Item 3: Special Rapporteur on Freedom of Religion or Belief- Interactive Dialogue


Thank you Mr. President

The Cairo Institute for Human Rights Studies, supported by its partners the Egyptian Initiative for Personal Rights and the Arab Network for Human Rights Information, congratulate the Special Rapporteur on freedom of religion or belief for her excellent report, and especially for her preliminary analysis of discrimination based on religion or belief as it impacts the enjoyment of economic, social and cultural rights.

We wish to seek further elaboration from the Special Rapporteur on best practices in accommodating registration policies with the right to freedom of religion or belief.

Although the Egyptian Constitution guarantees the right to freedom of religion and belief, many citizens suffer from a discriminatory registration policy when they attempt to obtain mandatory identification documents, such as identity cards and birth certificates, where a citizen’s religion must be mentioned. Without any basis in statutory law, the government refuses to recognize conversion from Islam to any other religion, and limits available choices to the three state-recognized religions of Judaism, Christianity or Islam.

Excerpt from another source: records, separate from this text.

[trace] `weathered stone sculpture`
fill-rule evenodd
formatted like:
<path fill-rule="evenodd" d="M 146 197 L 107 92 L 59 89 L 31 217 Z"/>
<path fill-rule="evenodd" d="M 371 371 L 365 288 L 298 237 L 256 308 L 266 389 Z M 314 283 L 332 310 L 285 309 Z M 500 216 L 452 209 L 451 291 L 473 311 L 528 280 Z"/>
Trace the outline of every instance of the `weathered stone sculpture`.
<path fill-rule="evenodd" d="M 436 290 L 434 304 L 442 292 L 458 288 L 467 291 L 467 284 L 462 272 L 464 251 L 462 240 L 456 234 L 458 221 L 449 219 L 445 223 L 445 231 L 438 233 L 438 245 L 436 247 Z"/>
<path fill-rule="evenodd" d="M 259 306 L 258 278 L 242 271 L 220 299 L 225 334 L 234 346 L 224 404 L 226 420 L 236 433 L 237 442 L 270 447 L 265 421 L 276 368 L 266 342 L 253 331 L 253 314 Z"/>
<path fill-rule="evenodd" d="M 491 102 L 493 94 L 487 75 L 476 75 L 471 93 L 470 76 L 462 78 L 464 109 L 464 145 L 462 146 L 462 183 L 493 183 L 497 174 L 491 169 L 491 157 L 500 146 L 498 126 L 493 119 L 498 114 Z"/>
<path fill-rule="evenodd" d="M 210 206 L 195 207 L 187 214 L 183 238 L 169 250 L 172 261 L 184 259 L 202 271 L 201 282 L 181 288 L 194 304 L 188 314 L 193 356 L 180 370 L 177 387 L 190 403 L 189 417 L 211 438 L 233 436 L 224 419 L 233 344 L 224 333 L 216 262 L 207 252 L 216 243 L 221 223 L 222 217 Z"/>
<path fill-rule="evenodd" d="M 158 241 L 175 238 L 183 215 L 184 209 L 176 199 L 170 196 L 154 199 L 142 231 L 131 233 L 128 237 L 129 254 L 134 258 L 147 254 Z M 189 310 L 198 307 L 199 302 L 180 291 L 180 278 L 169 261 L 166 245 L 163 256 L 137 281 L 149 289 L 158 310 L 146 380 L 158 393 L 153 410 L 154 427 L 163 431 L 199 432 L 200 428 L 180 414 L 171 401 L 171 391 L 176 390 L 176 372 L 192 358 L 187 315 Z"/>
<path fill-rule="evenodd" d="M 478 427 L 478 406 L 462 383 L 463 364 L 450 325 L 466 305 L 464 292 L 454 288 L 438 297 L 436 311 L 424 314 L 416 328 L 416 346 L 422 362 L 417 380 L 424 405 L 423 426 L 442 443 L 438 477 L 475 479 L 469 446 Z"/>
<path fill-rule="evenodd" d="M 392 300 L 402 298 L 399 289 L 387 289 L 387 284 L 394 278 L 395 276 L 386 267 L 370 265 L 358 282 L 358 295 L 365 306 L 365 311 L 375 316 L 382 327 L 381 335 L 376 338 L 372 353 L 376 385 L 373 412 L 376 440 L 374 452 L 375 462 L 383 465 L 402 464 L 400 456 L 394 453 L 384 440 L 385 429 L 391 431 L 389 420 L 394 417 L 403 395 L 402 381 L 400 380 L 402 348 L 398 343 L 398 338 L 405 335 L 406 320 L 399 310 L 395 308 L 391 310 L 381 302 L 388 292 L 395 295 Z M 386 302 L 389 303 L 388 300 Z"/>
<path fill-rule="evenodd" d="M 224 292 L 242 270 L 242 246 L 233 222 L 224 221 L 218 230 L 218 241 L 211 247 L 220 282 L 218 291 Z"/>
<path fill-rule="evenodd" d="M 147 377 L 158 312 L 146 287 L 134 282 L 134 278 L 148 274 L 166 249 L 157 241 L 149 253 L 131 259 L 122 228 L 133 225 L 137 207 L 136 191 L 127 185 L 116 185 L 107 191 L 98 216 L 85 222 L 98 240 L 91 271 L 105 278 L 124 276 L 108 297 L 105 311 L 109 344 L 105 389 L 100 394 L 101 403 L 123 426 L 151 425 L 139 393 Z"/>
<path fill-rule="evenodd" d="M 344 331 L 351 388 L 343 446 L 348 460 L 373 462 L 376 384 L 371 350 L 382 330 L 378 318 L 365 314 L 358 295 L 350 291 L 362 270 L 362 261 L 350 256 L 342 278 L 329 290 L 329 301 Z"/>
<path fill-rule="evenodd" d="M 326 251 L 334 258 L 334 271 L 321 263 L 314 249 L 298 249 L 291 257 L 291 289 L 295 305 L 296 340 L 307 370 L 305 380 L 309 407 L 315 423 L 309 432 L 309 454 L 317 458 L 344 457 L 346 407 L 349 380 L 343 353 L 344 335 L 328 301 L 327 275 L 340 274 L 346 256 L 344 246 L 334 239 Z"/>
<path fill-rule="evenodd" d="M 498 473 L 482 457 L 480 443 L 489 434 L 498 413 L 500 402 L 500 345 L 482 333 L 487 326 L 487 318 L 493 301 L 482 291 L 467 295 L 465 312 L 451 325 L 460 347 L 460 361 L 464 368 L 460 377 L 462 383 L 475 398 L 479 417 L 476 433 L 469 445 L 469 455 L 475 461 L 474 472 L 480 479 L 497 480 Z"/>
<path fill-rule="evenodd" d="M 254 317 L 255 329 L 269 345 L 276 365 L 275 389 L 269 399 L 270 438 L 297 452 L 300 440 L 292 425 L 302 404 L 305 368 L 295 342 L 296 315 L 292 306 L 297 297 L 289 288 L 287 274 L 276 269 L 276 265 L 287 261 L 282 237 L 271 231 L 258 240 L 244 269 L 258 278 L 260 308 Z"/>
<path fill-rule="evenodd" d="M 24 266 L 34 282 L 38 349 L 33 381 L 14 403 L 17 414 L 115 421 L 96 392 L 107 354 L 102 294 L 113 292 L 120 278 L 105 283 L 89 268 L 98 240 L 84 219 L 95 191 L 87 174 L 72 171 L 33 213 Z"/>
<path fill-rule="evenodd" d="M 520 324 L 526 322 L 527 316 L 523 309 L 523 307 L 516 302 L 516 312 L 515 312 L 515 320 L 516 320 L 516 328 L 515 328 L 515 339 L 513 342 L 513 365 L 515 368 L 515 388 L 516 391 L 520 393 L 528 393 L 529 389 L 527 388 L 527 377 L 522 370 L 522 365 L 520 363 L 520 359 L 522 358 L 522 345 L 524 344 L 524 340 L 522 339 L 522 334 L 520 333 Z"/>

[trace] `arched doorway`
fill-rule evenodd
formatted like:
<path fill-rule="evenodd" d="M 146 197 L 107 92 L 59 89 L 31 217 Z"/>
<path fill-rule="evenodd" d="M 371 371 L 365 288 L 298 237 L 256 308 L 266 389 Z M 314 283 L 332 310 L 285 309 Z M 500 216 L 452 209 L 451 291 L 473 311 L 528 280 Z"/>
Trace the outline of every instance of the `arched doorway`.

While this policy adversely affects anyone who is not Muslim, Christian, or Jewish, and anyone who would prefer to keep their convictions private, in Egypt today the greatest impact has been on adherents of the Baha’i faith and on persons who convert or wish to convert from Islam to Christianity. Both groups are left with a choice of either suppressing their religious conviction or misidentifying it in order to conduct basic daily activities – such as registering for school, opening a bank account, engaging in a property transaction, collecting a pension check, immunizing children – which all require a national ID or a birth certificate.

The inability of Baha’i Egyptians to obtain identification documents for the past eight years has caused them severe difficulties in accessing many basic rights, including the right to education, to work, to participate in public affairs and to have a family. Egyptian courts have struck down this policy and ruled in favor of Baha’i Egyptians over a year ago, but this ruling remains unimplemented.

Although Islamic law is always invoked by the government as the justification for these discriminatory practices, many court rulings and authoritative scholarly opinions have shown clearly that this government practice is a result of a selective and restrictive interpretation of shari’a, in conflict with the state’s obligation to promote and protect the rights of all its citizens without discrimination.